Realizing what you know

Even as a little kid, I knew

The blues progression (I, IV I, V IV I).

The so-called "50s" progression. (I, vi, ii, V) ("Heart and Soul")

With that one, I also absorbed the ii V I itself.

The Andalusian progression of I, flatted seven, flatted six, and V. ("Hit the Road Jack")

I knew that a lot songs were just I, IV, and V, in various combinations, and that you ended on the tonic, that if you played any triad with only white notes you could just improvise freely using white note melody notes as well, or do the same in any other set of notes from any other major scale. I knew what AABA form was, or ABAB. These are not complex structures to understand.

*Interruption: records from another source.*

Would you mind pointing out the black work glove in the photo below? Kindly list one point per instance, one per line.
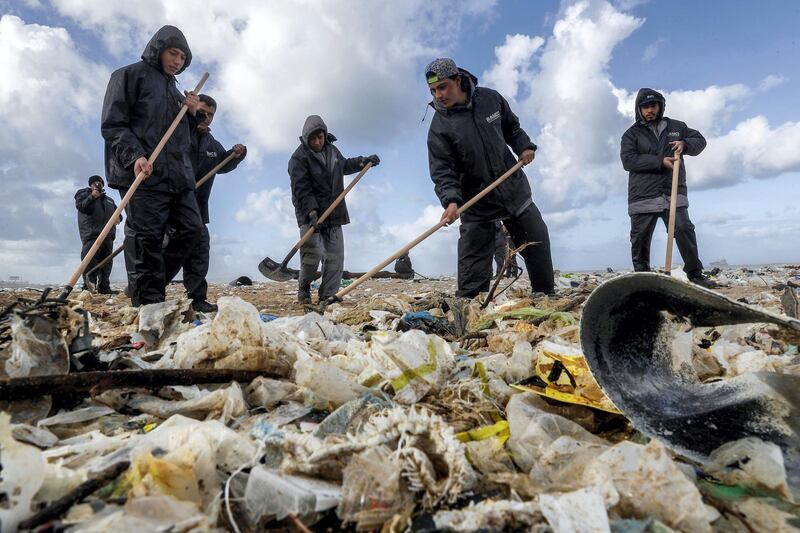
(374, 159)
(313, 218)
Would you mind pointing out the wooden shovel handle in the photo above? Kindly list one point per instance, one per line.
(673, 203)
(214, 170)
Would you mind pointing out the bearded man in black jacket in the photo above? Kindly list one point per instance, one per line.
(141, 102)
(206, 153)
(648, 151)
(468, 148)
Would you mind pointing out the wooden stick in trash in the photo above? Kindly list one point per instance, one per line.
(125, 199)
(214, 170)
(673, 200)
(60, 506)
(339, 295)
(105, 261)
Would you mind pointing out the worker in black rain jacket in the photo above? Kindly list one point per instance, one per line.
(95, 208)
(317, 169)
(468, 148)
(206, 153)
(649, 150)
(141, 102)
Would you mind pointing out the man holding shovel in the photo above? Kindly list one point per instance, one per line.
(95, 207)
(140, 103)
(468, 147)
(650, 148)
(206, 153)
(317, 170)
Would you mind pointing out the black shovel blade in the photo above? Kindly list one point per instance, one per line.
(272, 270)
(625, 335)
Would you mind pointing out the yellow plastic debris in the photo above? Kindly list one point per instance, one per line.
(573, 383)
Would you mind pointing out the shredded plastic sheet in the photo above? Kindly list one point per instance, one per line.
(22, 469)
(415, 364)
(567, 377)
(525, 313)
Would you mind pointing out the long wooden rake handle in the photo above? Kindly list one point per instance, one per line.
(125, 199)
(405, 249)
(673, 201)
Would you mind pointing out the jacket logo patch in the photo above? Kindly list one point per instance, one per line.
(494, 116)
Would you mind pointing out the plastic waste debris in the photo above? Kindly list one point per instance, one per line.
(491, 515)
(222, 404)
(236, 338)
(623, 338)
(649, 484)
(566, 377)
(148, 513)
(39, 437)
(533, 430)
(432, 458)
(267, 392)
(273, 494)
(327, 381)
(22, 468)
(373, 489)
(415, 364)
(581, 511)
(750, 462)
(427, 323)
(161, 323)
(37, 348)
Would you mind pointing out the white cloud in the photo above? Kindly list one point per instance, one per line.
(47, 103)
(582, 115)
(771, 81)
(652, 49)
(512, 61)
(274, 63)
(571, 97)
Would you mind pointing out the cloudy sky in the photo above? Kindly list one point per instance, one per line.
(570, 69)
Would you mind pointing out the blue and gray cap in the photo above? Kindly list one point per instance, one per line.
(440, 69)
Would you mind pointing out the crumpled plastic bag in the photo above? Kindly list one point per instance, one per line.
(500, 515)
(372, 489)
(268, 392)
(161, 323)
(516, 367)
(415, 364)
(581, 511)
(222, 404)
(650, 484)
(22, 469)
(193, 452)
(236, 338)
(567, 377)
(533, 430)
(327, 381)
(37, 348)
(148, 513)
(272, 493)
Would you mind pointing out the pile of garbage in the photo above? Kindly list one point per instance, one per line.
(417, 411)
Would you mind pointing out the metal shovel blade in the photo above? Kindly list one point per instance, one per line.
(625, 336)
(275, 271)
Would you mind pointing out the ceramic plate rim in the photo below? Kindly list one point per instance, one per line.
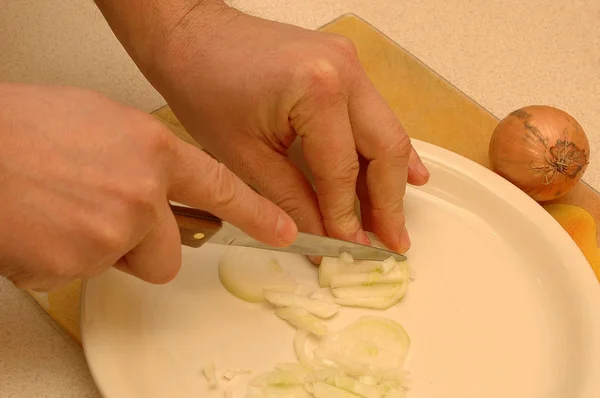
(582, 275)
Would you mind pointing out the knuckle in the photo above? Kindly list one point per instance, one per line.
(142, 195)
(344, 47)
(223, 190)
(110, 237)
(159, 140)
(398, 145)
(344, 170)
(324, 77)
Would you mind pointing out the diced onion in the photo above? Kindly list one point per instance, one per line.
(318, 307)
(375, 291)
(247, 272)
(302, 319)
(346, 257)
(395, 276)
(375, 303)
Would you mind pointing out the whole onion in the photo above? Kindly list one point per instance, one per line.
(540, 149)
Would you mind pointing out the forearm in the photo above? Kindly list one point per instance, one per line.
(146, 28)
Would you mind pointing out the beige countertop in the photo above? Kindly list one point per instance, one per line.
(504, 54)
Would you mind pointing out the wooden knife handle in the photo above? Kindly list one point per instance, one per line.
(195, 226)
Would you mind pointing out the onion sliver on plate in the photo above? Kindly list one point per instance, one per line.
(503, 304)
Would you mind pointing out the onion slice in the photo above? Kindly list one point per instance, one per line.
(247, 272)
(302, 319)
(395, 276)
(375, 291)
(374, 303)
(321, 308)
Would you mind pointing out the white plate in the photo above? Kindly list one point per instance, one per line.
(504, 305)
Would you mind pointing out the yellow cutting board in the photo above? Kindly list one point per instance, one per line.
(431, 110)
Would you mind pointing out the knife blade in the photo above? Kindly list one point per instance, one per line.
(197, 227)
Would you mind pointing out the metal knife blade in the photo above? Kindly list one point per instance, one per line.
(197, 227)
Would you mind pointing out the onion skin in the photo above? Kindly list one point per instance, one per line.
(540, 149)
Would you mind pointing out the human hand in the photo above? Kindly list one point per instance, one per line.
(84, 186)
(245, 88)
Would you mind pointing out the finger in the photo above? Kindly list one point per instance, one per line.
(384, 143)
(362, 191)
(417, 172)
(198, 180)
(157, 258)
(277, 178)
(330, 153)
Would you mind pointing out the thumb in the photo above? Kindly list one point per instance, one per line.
(197, 180)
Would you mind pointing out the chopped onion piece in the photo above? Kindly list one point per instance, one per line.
(331, 266)
(324, 390)
(246, 272)
(346, 257)
(376, 291)
(280, 378)
(388, 264)
(280, 392)
(320, 308)
(302, 319)
(368, 379)
(395, 276)
(210, 374)
(300, 340)
(375, 303)
(357, 387)
(378, 343)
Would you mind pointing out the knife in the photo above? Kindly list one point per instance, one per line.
(198, 227)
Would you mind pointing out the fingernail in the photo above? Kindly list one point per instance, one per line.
(422, 170)
(286, 228)
(361, 237)
(405, 239)
(315, 259)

So when I started to write songs at age 55 I was basically putting together things I had known my whole life. I threw in a few recently acquired chords and substitutions, and just added ninths to everything in a facile and amateur way to make it sound sophisticated. My first songs all had the same progression, going ii, V, iii, iv, ii, V, I, with minor variations. For some reason I liked to have the subdominant be minor chord rather than a major, and to use the tritone substitution for V freely, and to substitute iii for I.


Not realizing what you already know can be an obstacle. Maybe you really don't know much, in which case it will hard for you to be a scholar, but you might know more that you think.